Writing tests, which are use cases for the code, helps in having this user point of view. Developers will, therefore, often produce a better code when they use TDD.  It is difficult to test gigantic functions that both calculate things as well as have side effects. Code that is written with testing in mind tends to be architected more cleanly
and modularly.
Providing the Best Developer Documentation
Tests are the best place for a developer to learn how software works. They are the use cases the code was primarily created for. Reading them provides a quick and deep
insight into how the code works. Sometimes, an example is worth a thousand words. The fact that these tests are always up to date with the codebase makes them the best
developer documentation a piece of software can have. Tests don't go stale in the same way documentation does, otherwise they would fail.

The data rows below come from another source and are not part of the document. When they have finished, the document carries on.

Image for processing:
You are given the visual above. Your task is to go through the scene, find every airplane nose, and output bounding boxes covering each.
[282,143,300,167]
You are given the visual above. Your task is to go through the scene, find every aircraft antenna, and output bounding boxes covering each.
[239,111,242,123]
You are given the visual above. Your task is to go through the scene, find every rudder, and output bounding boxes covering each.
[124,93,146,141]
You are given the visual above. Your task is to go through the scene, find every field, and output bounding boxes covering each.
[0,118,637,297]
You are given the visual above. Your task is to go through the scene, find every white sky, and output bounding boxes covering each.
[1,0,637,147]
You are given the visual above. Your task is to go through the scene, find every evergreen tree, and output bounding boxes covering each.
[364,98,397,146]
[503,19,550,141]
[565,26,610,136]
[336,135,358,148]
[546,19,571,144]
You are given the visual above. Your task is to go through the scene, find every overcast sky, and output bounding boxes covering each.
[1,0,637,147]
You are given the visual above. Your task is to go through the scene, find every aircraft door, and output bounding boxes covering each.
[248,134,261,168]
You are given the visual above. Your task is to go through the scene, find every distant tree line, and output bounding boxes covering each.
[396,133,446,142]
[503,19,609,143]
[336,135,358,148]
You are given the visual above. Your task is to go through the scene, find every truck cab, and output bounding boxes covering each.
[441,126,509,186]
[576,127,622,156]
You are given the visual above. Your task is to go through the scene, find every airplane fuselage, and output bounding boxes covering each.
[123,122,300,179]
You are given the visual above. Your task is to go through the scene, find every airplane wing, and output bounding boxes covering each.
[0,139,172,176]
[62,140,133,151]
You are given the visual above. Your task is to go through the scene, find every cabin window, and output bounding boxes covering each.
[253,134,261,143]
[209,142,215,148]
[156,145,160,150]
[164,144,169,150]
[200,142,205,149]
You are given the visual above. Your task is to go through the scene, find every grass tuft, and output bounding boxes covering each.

Producing Robust Code Faster
Writing without tests leads to extensive debugging sessions. A bug in one part of the software might be felt in a distant part of that software. Since you don't know who to
blame, you spend an inordinate amount of time debugging. It's better to fight small bugs one at a time when a test fails, because you'll have a better clue as to where the
real problem is. And testing is often more fun that debugging because it is coding.
If you measure the time taken to fix the code together with the time taken to write it, it will usually be longer than the time a TDD approach would take. This is not obvious when you start a new piece of code. This is because the time taken to set up  test environment and write the first few tests is extremely long compared to the time taken just to write the first pieces of code.
But there are some test environments that are really hard to set up. For instance, when your code interacts with an LDAP or an SQL server, writing tests is not obvious at all. This is covered in the Fakes and Mocks section in this chapter.